Lessons in ML Optimization

One of the “fun” parts of working in ML for someone with a background in software development and not academic research is lots of hard problems remain unsolved. There are rarely defined ways things “must” be done, or in some cases even rules of thumb for doing something like implementing a production capable machine learning system for specific real world problems.

For most areas of software engineering, by the time it’s mature enough for enterprise deployment, it has long since gone through the fire and the flame of academic support, Fortune 50 R&D, and broad ground-level acceptance in the development community. It didn’t take long for distributed computing with Hadoop to be standardized for example. Web security, index systems for search, relational abstraction tiers, even the most volatile of production tier technology, the JavaScript GUI framework goes through periods of acceptance and conformity before most large organizations are trying to roll it out. It all makes sense if you consider the cost of migrating your company from a legacy Struts/EJB3.0 app running on Oracle to the latest HTML5 framework with a Hadoop backend. You don’t want to spend months (or years) investing in a major rewrite to find that its entirely out of date by your release. Organizations looking at these kinds of updates want an expectation of longevity for their dollar, so they invest in mature technologies with clear design rules.

There are companies that do not fall in this category for sure… either small companies who are more agile and can adopt a technology in the short term to retain relevance (or buzzword compliance), who are funded with external research dollars, or who invest money to stay pushing the bleeding edge. However, I think it’s fair to say, the majority of industry and federal customers are looking for stability and cost efficiency from solved technical problems.

Machine Learning is in the odd position of being so tremendously useful in comparison to prior techniques that companies who would normally wait for the dust to settle and development and deployment of these capabilities to become fully commoditized are dipping their toes in. I wrote in a previous post how a lot of the problems with implementing existing ML algorithms boils down to lifecyle, versioning, deployment, security etc., but there is another major factor which is model optimization.
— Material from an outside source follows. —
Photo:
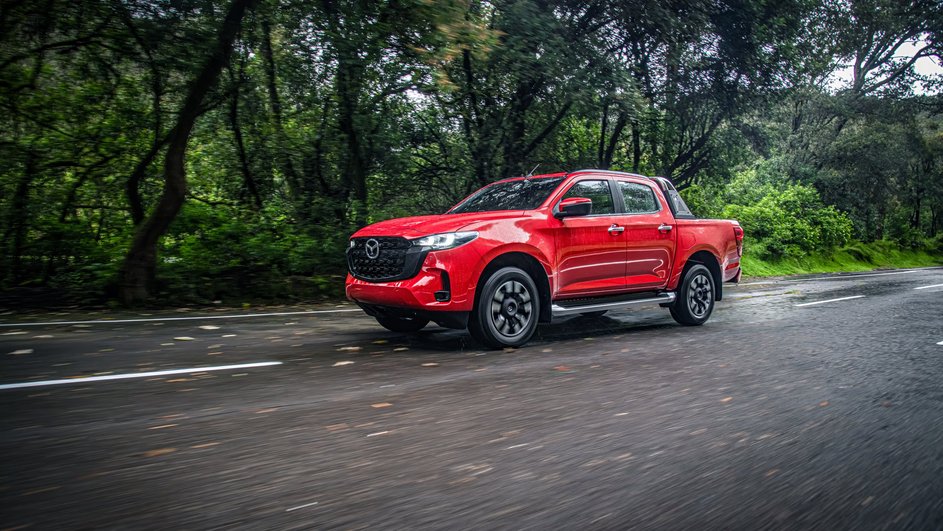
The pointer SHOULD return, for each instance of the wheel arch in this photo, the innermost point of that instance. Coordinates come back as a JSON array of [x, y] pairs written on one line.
[[531, 265], [710, 261]]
Any engineer on the planet can download a copy of Keras/TensorFlow and a CSV of their organization’s data and smoosh them together until a number comes out. The problem comes when the number takes an eternity to output and is wrong. In addition to understanding the math that allows things like SGD to work for backpropogation or why certain activation functions are more effective in certain situations… one of the jobs for data scientists tuning DNN models is to figure out how to optimize the various buttons and knobs in the model to make it as accurate and performant as possible. Because a lot of this work *isn’t* a commodity yet, it’s a painful learning process of tweaking the data sets, adjusting model design or parameters and rerunning and comparing the results to try and find optimal answers without overfitting. Ironically the task data scientists are doing is one perfectly suited to machine learning. It’s no surprise to me that Google developed AutoML to optimize their own NN development.


A number of months ago Phil and I worked on an unsupervised learning task related to organizing high dimensional agents in a medical space. These entities were complex “polychronic” patients with a wide variety of diagnosis and illness. Combined with fields for patient demographic data as well as their full medical claim history we came up with a method to group medically similar patients and look for statistical outliers for indicators of fraud, waste, and abuse. The results were extremely successful and resulted in a lot of recovered money for the customer, but the interesting thing technically was how the solution evolved. Our first prototype used a wide variety of clustering algorithms, value decompositions, non-negative matrix factorization, etc looking for optimal results. All of the selections and subsequent hyperparameters had to be modified by hand, the results evaluated, and further adjustments made.

When it became clear that the results were very sensitive to tiny adjustments, it was obvious that our manual tinkering would miss obvious gradient changes and we implemented an optimizer framework which could evaluate manifold learning techniques for stability and reconstruction error, and the results of the reduction clustered using either a complete fitness landscape walk, a genetic algorithm, or a sub-surface division.

While working on tuning my latest test LSTM for time series prediction, I realized we’re dealing with the same issue here. There is no hard and fast rule for questions like, “How many LSTM Layers should my RNN have?” or “How many LSTM Units should each layer have?”, “What loss function and optimizer work best for this type of data?”, “How much dropout should I apply?”, “Should I use peepholes?”

I kept finding articles during my work saying things like, “There are diminishing returns for more than 4 stacked LSTM layers”. That’s an interesting rule of thumb… what is it based on? The author’s intuition based on the data sets for the particular problems they were experiencing presumably. Some rules of thumb attempted to generate a mathematical relationship between the input data size and complexity and the optimal layout of layers and units. This StackOverflow question has some great responses: https://stackoverflow.com/questions/35520587/how-to-determine-the-number-of-layers-and-nodes-of-a-neural-network

A method recommended by Geoff Hinton is to add layers until you start to overfit your training set. Then you add dropout or another regularization method.

Because so much of what Phil and I do tends towards the generic repeatable solution for real world problems, I suspect we’ll start with some “common wisdom heuristics” and rapidly move towards writing a similar optimizer for supervised problems.